The fine print of the White House statement

The fine print of the White House statement

President Obama’s statement on the Armenian Remembrance Day this year is longer than usual. As a reporter that has read his statements for the past six years, I can say that most of the wording has remained the same. But there are a lot new developments this year. And Prime Minister Erdoğan’s pre-emptive statement of condolence is unfortunately not one of them.

President Obama has nicely inserted the term “Meds Yeghern” into the terminology, ever since his first statement on the issue after he became president. Even for scholars that defend opposing views on the genocide issue, this is an important step. For us, Turkish citizens, the events that took place in 1915 are nothing less than a big catastrophe that killed hundreds of thousands of our ancestors. They were, after all, our ancestors too. Obama’s move has made all of us face the fact sometimes naming something in its native language, and in a naive way can be more powerful that labeling it with a slogan.

Obama’s statement makes clear once again that his views that Armenians faced genocide have not changed and acknowledgement of the facts makes Turkey stronger. The word “acknowledgement” has also come up in the Department of State’s spokeswoman Jen Psaki’s statement. The U.S. now sees Prime Minister Erdoğan’s statement as “accepting the facts and events of 1915” which may/may not create trouble in the future.

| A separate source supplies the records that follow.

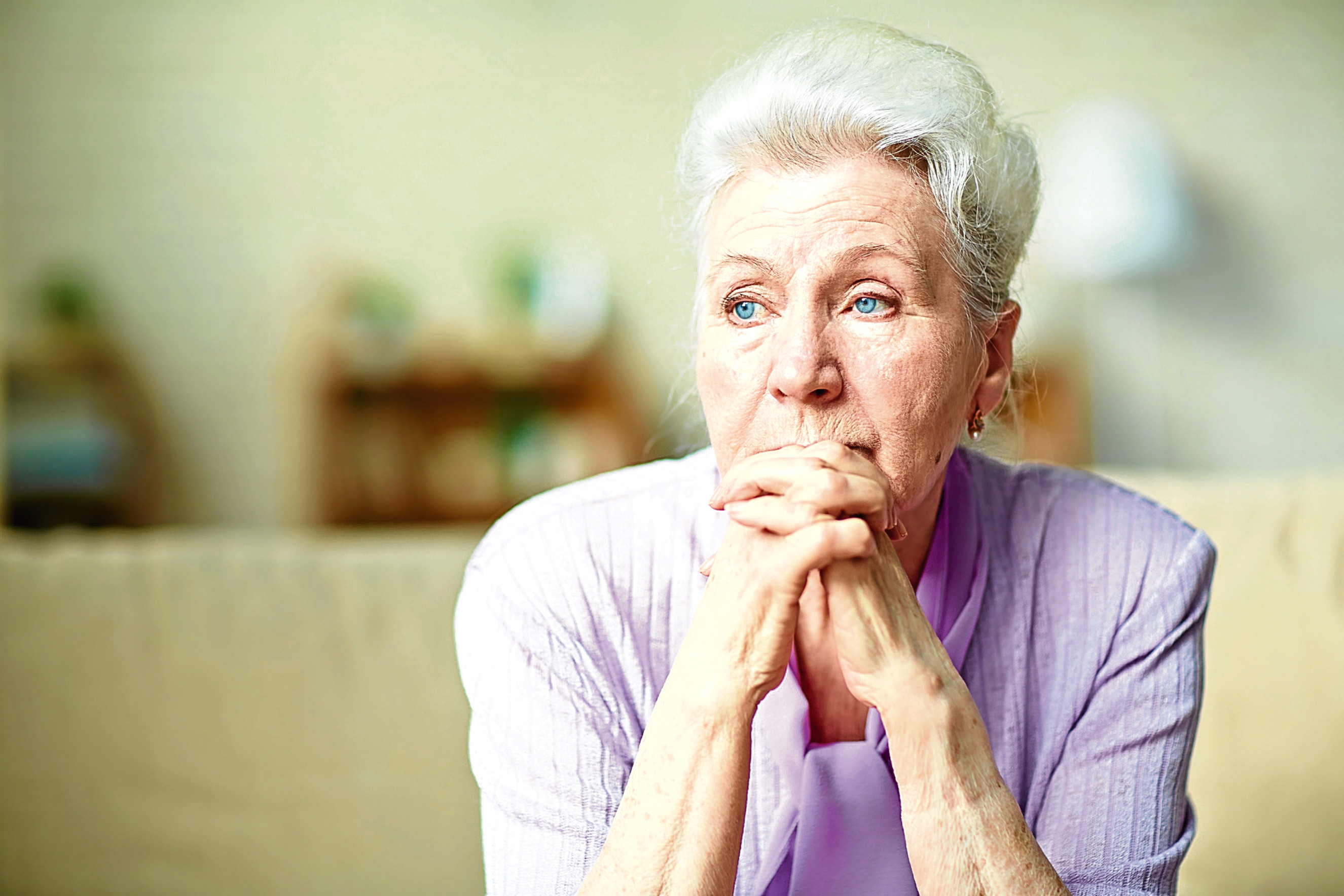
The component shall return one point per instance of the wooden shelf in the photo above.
(445, 442)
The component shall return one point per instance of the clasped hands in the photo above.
(808, 563)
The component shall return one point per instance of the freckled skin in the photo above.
(831, 315)
(898, 385)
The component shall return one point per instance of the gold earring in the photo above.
(977, 425)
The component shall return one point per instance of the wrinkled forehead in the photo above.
(846, 213)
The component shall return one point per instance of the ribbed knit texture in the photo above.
(1086, 665)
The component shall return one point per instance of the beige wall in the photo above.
(218, 166)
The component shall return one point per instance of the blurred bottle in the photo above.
(81, 442)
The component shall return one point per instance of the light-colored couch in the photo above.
(280, 713)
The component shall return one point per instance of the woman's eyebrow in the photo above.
(903, 254)
(734, 259)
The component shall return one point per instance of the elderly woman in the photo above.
(837, 652)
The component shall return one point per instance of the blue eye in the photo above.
(870, 304)
(746, 311)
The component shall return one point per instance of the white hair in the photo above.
(843, 89)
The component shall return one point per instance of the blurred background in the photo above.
(314, 233)
(268, 265)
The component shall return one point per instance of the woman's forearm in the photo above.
(679, 828)
(965, 833)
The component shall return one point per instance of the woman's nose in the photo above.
(804, 367)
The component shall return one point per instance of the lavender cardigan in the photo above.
(1086, 664)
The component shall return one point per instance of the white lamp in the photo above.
(1115, 214)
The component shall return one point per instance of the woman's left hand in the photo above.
(887, 652)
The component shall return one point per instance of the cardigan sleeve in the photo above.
(1116, 820)
(550, 740)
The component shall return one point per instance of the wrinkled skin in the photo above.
(838, 370)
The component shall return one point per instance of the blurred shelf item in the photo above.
(81, 442)
(1053, 413)
(444, 442)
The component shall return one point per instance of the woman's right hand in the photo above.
(740, 640)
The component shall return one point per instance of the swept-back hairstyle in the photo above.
(842, 89)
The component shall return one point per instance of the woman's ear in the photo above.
(998, 338)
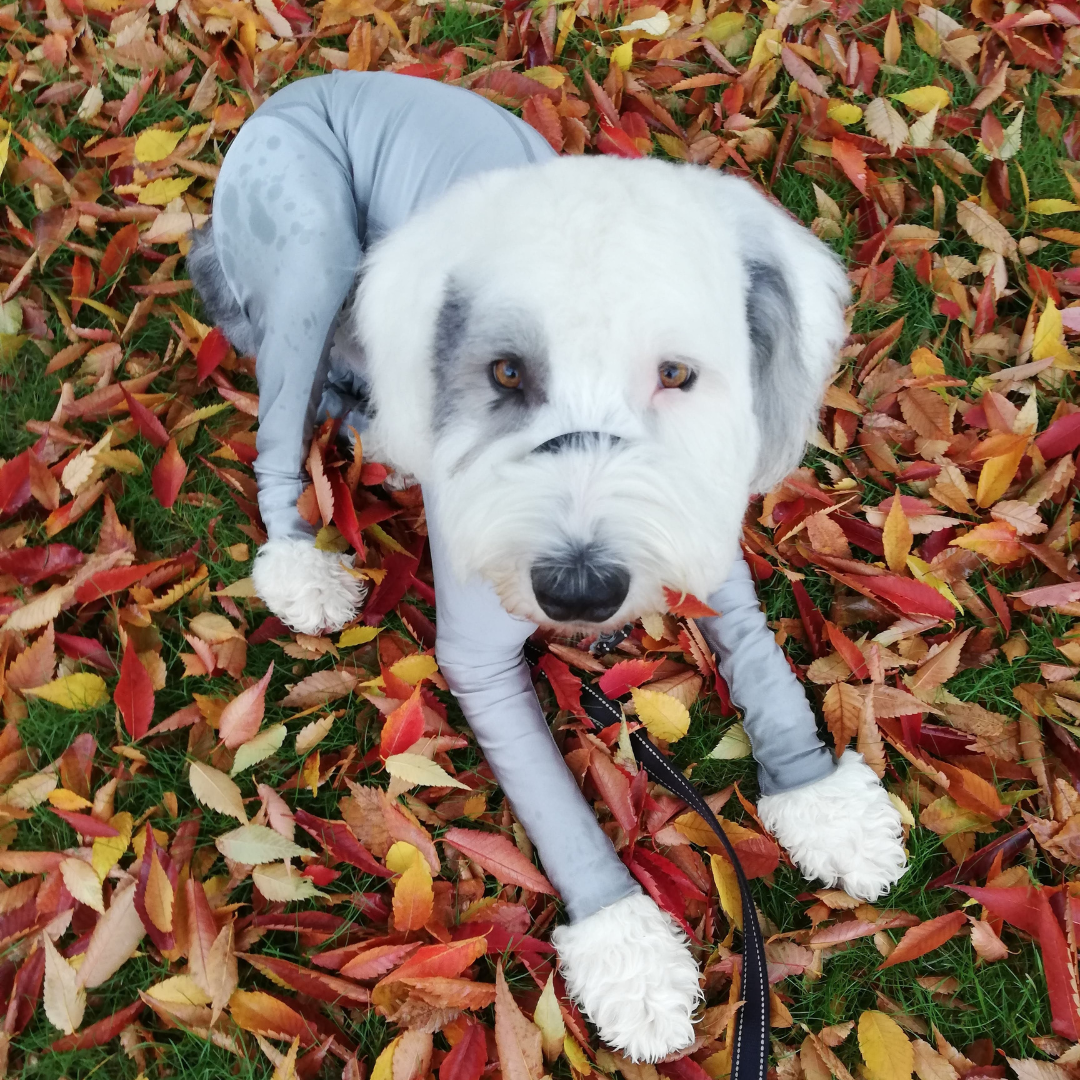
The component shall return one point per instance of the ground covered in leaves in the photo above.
(227, 849)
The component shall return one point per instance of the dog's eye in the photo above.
(675, 375)
(508, 373)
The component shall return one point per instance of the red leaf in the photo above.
(442, 961)
(907, 595)
(118, 252)
(687, 606)
(613, 785)
(852, 161)
(315, 984)
(31, 565)
(848, 650)
(926, 937)
(113, 581)
(615, 140)
(167, 475)
(100, 1033)
(403, 726)
(1062, 436)
(498, 855)
(85, 825)
(15, 483)
(1027, 908)
(345, 512)
(468, 1057)
(340, 844)
(150, 428)
(213, 350)
(622, 676)
(566, 685)
(134, 693)
(82, 282)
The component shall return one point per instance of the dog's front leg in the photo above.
(625, 962)
(834, 818)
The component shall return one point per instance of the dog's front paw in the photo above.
(630, 969)
(311, 591)
(842, 829)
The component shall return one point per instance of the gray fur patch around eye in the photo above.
(780, 380)
(469, 339)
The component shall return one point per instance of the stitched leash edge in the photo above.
(750, 1055)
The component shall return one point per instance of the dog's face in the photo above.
(592, 364)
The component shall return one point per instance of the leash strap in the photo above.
(750, 1057)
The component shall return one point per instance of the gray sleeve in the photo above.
(288, 240)
(777, 715)
(478, 648)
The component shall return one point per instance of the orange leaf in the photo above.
(403, 726)
(926, 937)
(996, 540)
(241, 718)
(167, 475)
(499, 856)
(686, 605)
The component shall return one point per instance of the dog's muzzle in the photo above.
(581, 584)
(578, 441)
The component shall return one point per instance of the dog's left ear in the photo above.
(796, 291)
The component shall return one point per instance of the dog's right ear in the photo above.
(795, 294)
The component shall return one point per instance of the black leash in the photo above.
(750, 1057)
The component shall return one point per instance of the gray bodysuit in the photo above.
(323, 169)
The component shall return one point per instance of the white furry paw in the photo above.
(311, 591)
(629, 967)
(842, 829)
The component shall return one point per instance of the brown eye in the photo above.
(675, 375)
(508, 373)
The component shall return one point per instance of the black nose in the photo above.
(580, 585)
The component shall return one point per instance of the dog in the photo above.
(590, 364)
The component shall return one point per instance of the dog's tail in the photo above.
(218, 298)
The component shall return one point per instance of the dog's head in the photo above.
(593, 363)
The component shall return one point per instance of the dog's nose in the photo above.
(580, 585)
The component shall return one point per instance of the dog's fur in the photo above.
(591, 271)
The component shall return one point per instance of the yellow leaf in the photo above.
(766, 46)
(923, 98)
(727, 888)
(623, 55)
(64, 799)
(724, 26)
(896, 537)
(415, 669)
(156, 144)
(108, 850)
(414, 896)
(159, 895)
(664, 716)
(358, 635)
(997, 474)
(892, 41)
(385, 1063)
(81, 691)
(163, 191)
(844, 112)
(417, 769)
(545, 76)
(65, 1001)
(81, 880)
(885, 1048)
(548, 1016)
(1050, 335)
(1053, 206)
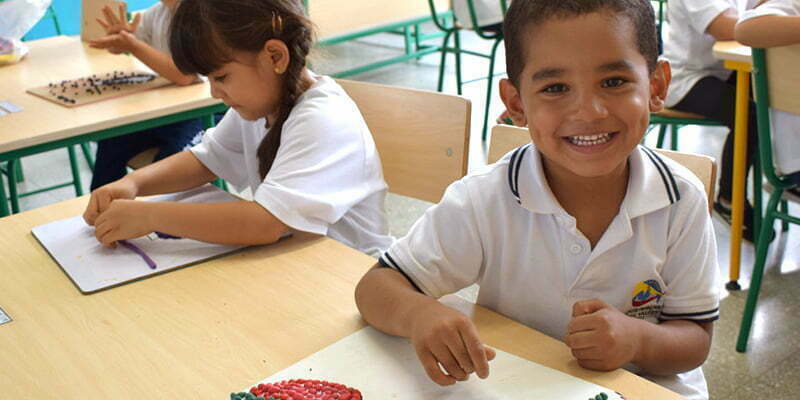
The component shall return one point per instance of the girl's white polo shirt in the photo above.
(688, 46)
(326, 178)
(502, 228)
(785, 126)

Under the heavy shadow of the Syrian crisis, a new element has been injected into the White House statement on Armenia. And this seems to be the biggest surprise factor. The reference to the American Committee for Syrian and Armenian Relief, a relief organization now known as the Near East Foundation, is a new and big element in the statement. The NEF is not just an Armenian Lobby group, but a very old (founded in 1915) and respected relief organization that funds humanitarian efforts in the entire Middle East. The NEF had a budget of $70 million even in 1920 and the last U.S. Ambassador to the Ottoman Empire, Henry Morgenthau, sat on its board. It received support from various American presidents. Ironically, The NEF does not use the word “genocide” on its website, which signals an important distinction among other Armenian Groups.

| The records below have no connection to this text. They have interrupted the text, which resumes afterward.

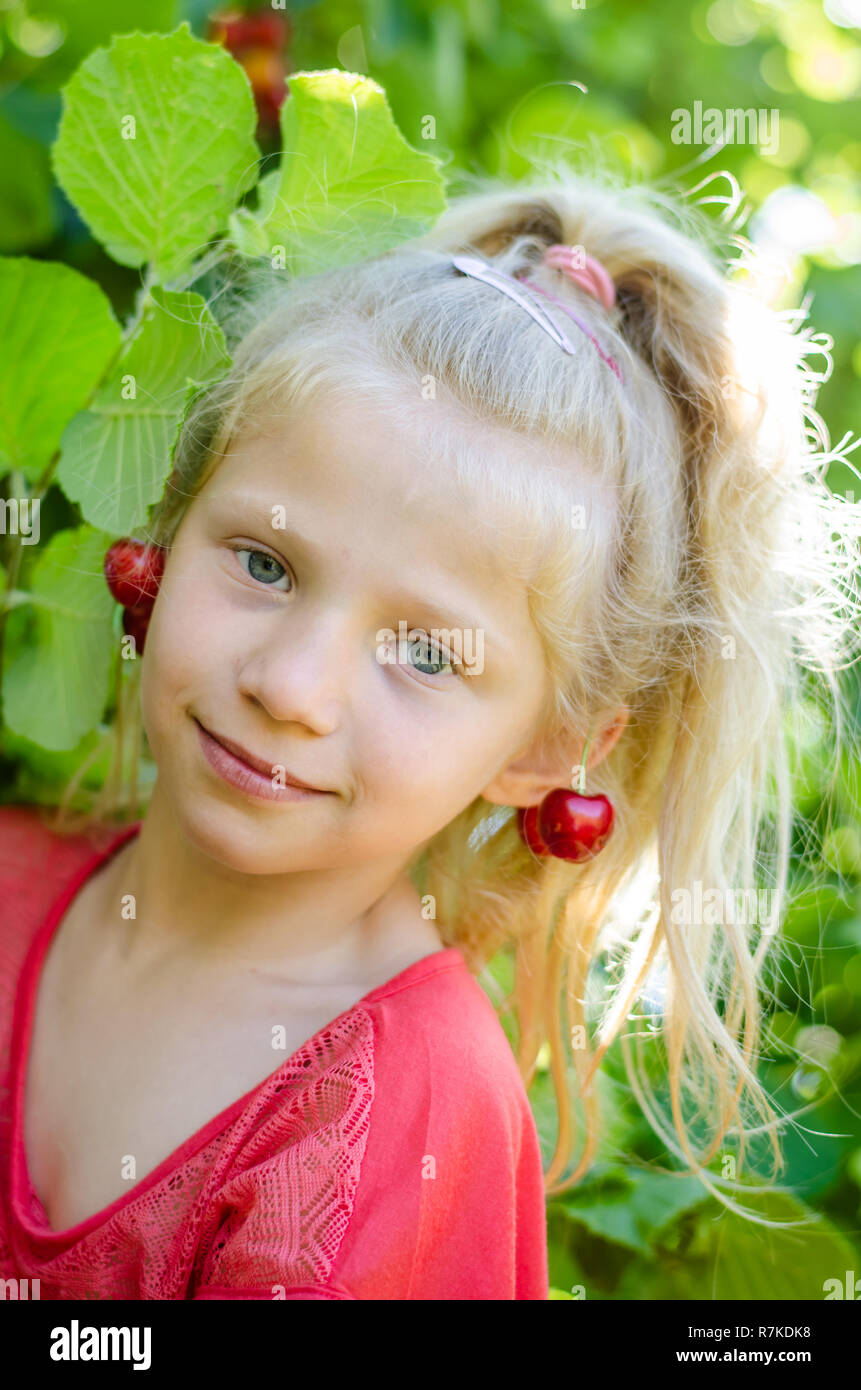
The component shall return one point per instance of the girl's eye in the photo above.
(429, 653)
(263, 567)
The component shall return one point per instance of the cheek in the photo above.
(181, 641)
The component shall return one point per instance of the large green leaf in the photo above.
(28, 216)
(156, 146)
(348, 184)
(57, 338)
(629, 1205)
(743, 1261)
(116, 455)
(57, 673)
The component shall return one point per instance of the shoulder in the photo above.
(438, 1034)
(36, 862)
(451, 1198)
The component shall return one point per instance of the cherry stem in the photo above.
(583, 756)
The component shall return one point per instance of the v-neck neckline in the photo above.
(22, 1190)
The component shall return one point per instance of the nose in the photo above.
(302, 666)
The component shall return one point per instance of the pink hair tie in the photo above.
(591, 275)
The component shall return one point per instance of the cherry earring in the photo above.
(134, 571)
(568, 824)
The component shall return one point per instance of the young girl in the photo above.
(490, 570)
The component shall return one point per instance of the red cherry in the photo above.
(267, 77)
(135, 623)
(134, 571)
(573, 826)
(251, 31)
(527, 823)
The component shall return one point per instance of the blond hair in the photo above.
(722, 571)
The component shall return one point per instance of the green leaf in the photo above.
(156, 146)
(57, 676)
(57, 338)
(739, 1260)
(27, 206)
(629, 1205)
(116, 455)
(348, 185)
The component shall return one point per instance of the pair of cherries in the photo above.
(134, 571)
(566, 824)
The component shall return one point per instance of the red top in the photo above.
(392, 1155)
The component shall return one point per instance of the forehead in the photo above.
(402, 467)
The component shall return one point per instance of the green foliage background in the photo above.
(505, 86)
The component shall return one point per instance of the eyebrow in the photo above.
(249, 506)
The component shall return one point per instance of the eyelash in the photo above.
(249, 549)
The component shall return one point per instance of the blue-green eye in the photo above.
(263, 567)
(429, 653)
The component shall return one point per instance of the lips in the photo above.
(259, 765)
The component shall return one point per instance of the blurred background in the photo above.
(495, 88)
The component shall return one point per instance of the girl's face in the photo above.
(277, 628)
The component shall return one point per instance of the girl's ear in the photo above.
(537, 770)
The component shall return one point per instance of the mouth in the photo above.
(249, 772)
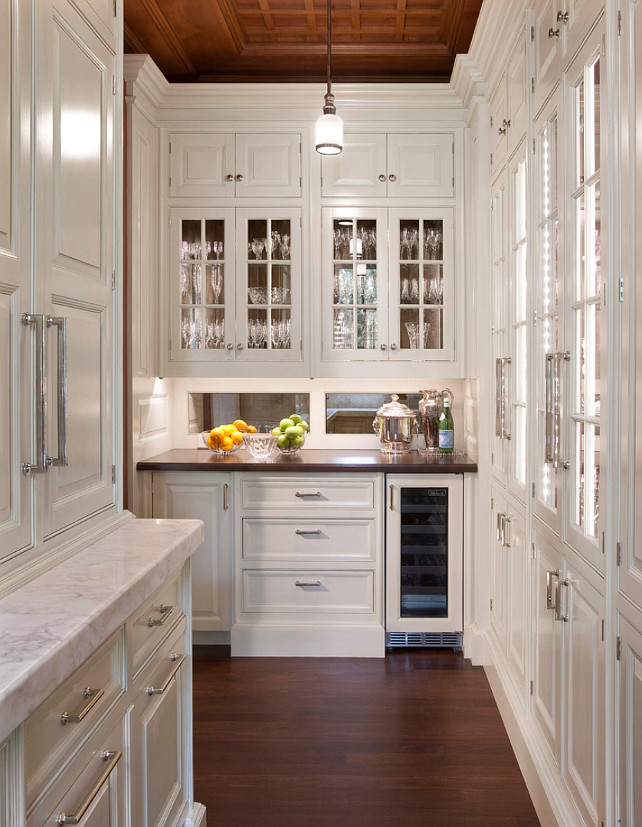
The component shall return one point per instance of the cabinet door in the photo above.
(359, 170)
(191, 497)
(421, 165)
(75, 220)
(424, 553)
(629, 683)
(268, 165)
(583, 770)
(422, 294)
(268, 285)
(16, 340)
(355, 285)
(201, 164)
(547, 643)
(202, 285)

The NEF website statement gives us an idea about the scale of suffering: “This money was used to save the lives of at least a million people amid the wreckage of the Ottoman Empire; treat more than 6 million patients in NEF-run clinics throughout the region; establish orphanages and provide education to over a 100,000 Armenian children orphaned in the upheaval.”

By referring to the NEF, the White House is also signaling Ankara where to go for appeal. The NEF in the U.S. probably has the largest database of Armenian and other refugees and their grandchildren that left the Ottoman territories for America.  The White House is also signaling that Turkey’s hospitality towards old Armenians that had to flee Kassab in Syria does not go unnoticed, but Turkey’s support for the extreme Sunni groups, arm shipments in Syria are still troubling.

The White House statement came late in the afternoon in Turkish time. President Obama and his NSC team were all in Japan for an official visit. This makes obvious that the statement had been written long before Prime Minister Erdoğan’s pre-emptive strike, yet Washington probably debated parts of it. The lack of a referral to Erdoğan’s words in the White House statement is a signal to Ankara that “actions should speak louder than mere words.” So all the headlines that cheer for the prime minister and Foreign Minister Davutoğlu’s statements that refer to “sending the ball to the other side’s court” does not mean anything outside of Turkey’s borders. As parliamentary speaker Cemil Çiçek has said, “The aim of 2015 is convincing world Parliaments about the Genocide” and a mere condolence would not do the trick. Ankara has to step up to the challenge and start normalization.